If you sustain an on-the-job injury in California, then the number one priority must be seeking medical treatment. However, there are also various deadlines that you need to be aware of when it comes to reporting the injury to your employer and for recovering benefits.
Reporting the Injury to a Supervisor or Employer
Aside from seeking immediate medical care after sustaining an on-the-job injury, perhaps the most important aspect of the compensation recovery process is reporting the incident to your employer.
We always suggest that workplace injury victims report the injury or illness to their employer as soon as possible, preferably the same day the injury occurs or the diagnosis is made. However, the rule through the workers’ compensation system is that the injury must be reported to the employer within 30 days.
This may seem like a long amount of time, but it is not. Anytime you suspect you have been injured on the job, you need to let your supervisor know. If you have received a diagnosis for an injury or illness that may have been caused by job-related duties, you need to let your employer know within 30 days. Even if the injury or illness ends up not being related to the workplace, choose to be on the safe side and report it to the employer.
The California Workers’ Compensation Statute of Limitations
After you report the incident to your employer, this is not necessarily mean that you have filed a workers’ compensation claim.

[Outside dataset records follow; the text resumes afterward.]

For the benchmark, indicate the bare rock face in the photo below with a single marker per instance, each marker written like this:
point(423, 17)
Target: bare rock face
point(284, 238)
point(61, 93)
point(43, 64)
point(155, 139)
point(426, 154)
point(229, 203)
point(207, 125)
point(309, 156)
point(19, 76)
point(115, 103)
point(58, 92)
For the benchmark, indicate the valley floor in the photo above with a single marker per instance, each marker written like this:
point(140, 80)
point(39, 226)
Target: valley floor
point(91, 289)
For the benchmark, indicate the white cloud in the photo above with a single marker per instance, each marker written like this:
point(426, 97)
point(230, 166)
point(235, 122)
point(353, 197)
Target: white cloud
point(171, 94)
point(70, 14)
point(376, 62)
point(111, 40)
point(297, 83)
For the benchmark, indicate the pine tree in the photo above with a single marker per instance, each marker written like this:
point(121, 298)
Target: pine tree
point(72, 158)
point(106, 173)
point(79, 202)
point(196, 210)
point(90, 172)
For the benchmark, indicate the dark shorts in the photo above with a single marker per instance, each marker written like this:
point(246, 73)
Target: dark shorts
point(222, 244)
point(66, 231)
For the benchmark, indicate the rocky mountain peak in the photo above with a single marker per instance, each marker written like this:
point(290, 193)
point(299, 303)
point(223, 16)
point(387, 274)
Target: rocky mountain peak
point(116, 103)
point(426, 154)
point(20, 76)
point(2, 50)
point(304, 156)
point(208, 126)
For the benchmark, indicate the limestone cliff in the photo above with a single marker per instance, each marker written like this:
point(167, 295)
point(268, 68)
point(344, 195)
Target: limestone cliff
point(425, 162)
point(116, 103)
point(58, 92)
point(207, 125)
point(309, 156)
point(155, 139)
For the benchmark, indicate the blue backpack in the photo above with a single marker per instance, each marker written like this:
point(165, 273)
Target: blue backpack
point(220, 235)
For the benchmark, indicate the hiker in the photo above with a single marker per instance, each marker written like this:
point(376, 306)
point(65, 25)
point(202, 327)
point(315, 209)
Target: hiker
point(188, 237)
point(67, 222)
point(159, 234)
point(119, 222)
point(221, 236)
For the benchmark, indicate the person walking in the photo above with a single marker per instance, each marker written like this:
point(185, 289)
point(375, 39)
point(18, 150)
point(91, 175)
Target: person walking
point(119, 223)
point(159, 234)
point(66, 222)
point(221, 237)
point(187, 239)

Not everyone files a claim for benefits right away, particularly if they think the injury or illness is not severe.
California law has an overall workers’ compensation statute of limitations of one year from the date the injury or illness occurs or from when the diagnosis is made. Please note that this is one year from the day of the incident or diagnosis, not one year from the date the injury was reported. If you wait until the 30th day to report the injury or illness to the employer, then you really only have 11 months to file the workers’ compensation claim.
The vast majority of work injury claims in California are resolved through workers’ compensation claims and benefits paid out to employees. However, there are times when an employee may be able to file a third-party personal injury lawsuit against an alleged negligent party.
In these situations, the timelines are different. The California personal injury statute of limitations of two years would apply. This means that the injury victim has a two-year window with which to file a lawsuit against the alleged negligent party. Third-party personal injury claims are not as common as successful workers’ compensation claims, and they typically only occur if a party aside from the employer or a coworker causes the injury, such as a contractor, subcontractor, or other outside entity that may have caused the injury or illness.